三重県鈴鹿市をサービスエリアとして放送するコミュニティFM「Suzuka Voice FM」。放送事業に加え、地元コミュニティとのつながりを活かした独自の情報ネットワークの構築や、防災ラジオ機能付き自販機の開発など、コミュニティFMの特性を活かした地域防災インフラ作りに取り組んでいる。現在は地元鈴鹿での展開に留まらず、全国のコミュニティFMに向けたシステム販売にも乗り出している同局。その原動力を探った。
三重県の北部に位置する人口約20万人の街、鈴鹿市。F1などの自動車レースを行う「鈴鹿サーキット」でその名を知る人も多いだろう。伊勢湾に面するこの街は、今後30年間以内に70〜80%の確率で発生するとされる東海地震、今後40年以内に90%の確率で発生するとされる南海トラフ地震の想定震源域に近く、かねてより防災に対する取り組みが盛んに行われている。
「Suzuka Voice FM」がスタジオ・送信所を構えるのは、鈴鹿市の中央部・住吉町にある商業施設「SUZUCOMI」の一角。同局を運営する株式会社鈴鹿メディアパークの株主企業である株式会社鈴鹿コミュニティが運営する施設だ。標高が高いため、前述の巨大地震発生時にも津波の心配がないこの場所は、非常時に施設全体が巨大な防災拠点として機能するよう設計されている。

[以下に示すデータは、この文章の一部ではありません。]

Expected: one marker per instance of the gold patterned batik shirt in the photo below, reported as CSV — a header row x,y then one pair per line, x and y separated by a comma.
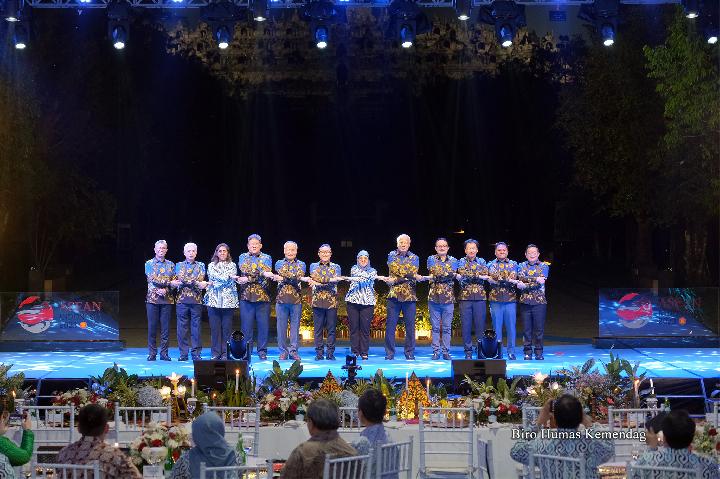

広大な施設内の駐車場は街灯が外周側にすべて寄せられており、敷地部分を100%活かすことが可能。非常時には災害支援の大型車両を入れやすく、ヘリポートとしても活用することができる。
テナントとして入居する24時間営業のスーパーやホームセンターは、物資や食料の供給拠点としても機能する。既存のショッピングモールを防災に活かすのではなく、いつか来る災害を想定して、災害対応型のショッピングモールをゼロから構築したのだ。

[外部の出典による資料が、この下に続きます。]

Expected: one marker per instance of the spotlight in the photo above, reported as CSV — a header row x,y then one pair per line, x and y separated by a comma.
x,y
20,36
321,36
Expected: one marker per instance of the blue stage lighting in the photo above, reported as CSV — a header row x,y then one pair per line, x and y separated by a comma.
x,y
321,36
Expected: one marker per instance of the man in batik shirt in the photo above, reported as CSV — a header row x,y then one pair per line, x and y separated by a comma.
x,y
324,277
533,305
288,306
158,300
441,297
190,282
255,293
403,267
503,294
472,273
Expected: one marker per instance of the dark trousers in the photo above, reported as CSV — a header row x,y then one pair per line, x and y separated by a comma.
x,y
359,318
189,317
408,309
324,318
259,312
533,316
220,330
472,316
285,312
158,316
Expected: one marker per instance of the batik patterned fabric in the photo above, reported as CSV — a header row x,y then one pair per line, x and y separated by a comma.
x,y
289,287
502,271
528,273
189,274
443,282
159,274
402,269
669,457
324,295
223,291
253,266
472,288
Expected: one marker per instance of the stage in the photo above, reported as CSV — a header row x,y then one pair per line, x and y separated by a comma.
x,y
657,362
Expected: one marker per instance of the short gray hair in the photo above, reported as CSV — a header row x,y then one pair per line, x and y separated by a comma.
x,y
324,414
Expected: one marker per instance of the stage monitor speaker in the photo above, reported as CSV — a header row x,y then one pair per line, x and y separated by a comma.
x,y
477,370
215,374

この中において、市民向けの情報伝達拠点に位置づけられているのが「Suzuka Voice FM」だ。スタジオと同じ敷地内に30mの鉄塔を建てて送信所とし、鈴鹿市一円に向けて電波を発射。外部の環境へ依存せず、非常時にコントロールできない要素をほぼゼロにしている。すべてが、近い日に来る災害に備えられているのだ。
これらの取り組みを主導してきたのが、株式会社鈴鹿メディアパーク 代表取締役社長の加藤正彦氏。地元で設計事務所や不動産会社を数多く経営し、辣腕を振るってきたが、放送局経営の経験はまったく無かったという。

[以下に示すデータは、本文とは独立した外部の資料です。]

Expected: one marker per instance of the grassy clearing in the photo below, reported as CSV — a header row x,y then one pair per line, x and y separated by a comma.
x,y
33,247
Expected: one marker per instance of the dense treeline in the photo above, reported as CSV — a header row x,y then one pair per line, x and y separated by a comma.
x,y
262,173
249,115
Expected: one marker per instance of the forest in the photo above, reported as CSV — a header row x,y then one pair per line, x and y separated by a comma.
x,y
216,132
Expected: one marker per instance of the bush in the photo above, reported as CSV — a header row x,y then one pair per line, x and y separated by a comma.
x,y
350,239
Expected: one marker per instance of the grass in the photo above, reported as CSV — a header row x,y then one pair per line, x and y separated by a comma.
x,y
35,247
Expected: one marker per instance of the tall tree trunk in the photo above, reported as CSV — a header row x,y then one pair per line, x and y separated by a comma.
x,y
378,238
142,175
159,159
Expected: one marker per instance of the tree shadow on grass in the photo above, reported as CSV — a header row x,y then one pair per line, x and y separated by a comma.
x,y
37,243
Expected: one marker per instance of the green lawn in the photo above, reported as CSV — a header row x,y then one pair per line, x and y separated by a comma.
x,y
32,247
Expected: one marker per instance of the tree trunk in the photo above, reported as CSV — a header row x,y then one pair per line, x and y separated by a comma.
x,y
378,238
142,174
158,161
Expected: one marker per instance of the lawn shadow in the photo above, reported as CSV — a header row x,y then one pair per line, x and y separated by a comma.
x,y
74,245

そんな加藤社長が「Suzuka Voice FM」の経営を担当することになったのは、予想もしないきっかけからだった。
2009年に開局し、13年(※2022年現在)にわたって運営されてきた「Suzuka Voice FM」だが、2015年に経営破綻の危機を迎えている。経営上の問題から従業員が一斉退職し、放送が送り出せなくなったのだ。この出来事は新聞でも大きく報じられ、コミュニティFM業界を大きく騒がせた。
当時の代表取締役から頼まれ、経営の立て直しを任された加藤社長。放送免許を管轄する東海地区の電波監理局に、放送免許の再申請に訪れたときのことを振り返る。
「開口一番、担当者に『大丈夫?』と聞かれましたね。全国約300局あるコミュニティFMのなかで、うちの局の財務状況はワースト3に入っていると」
ラジオのことは何も知らなかったが、加藤社長には勝算があった。これまで地域に密着した会社経営を続けるなかで、市内の人々との間には強いつながりができていた。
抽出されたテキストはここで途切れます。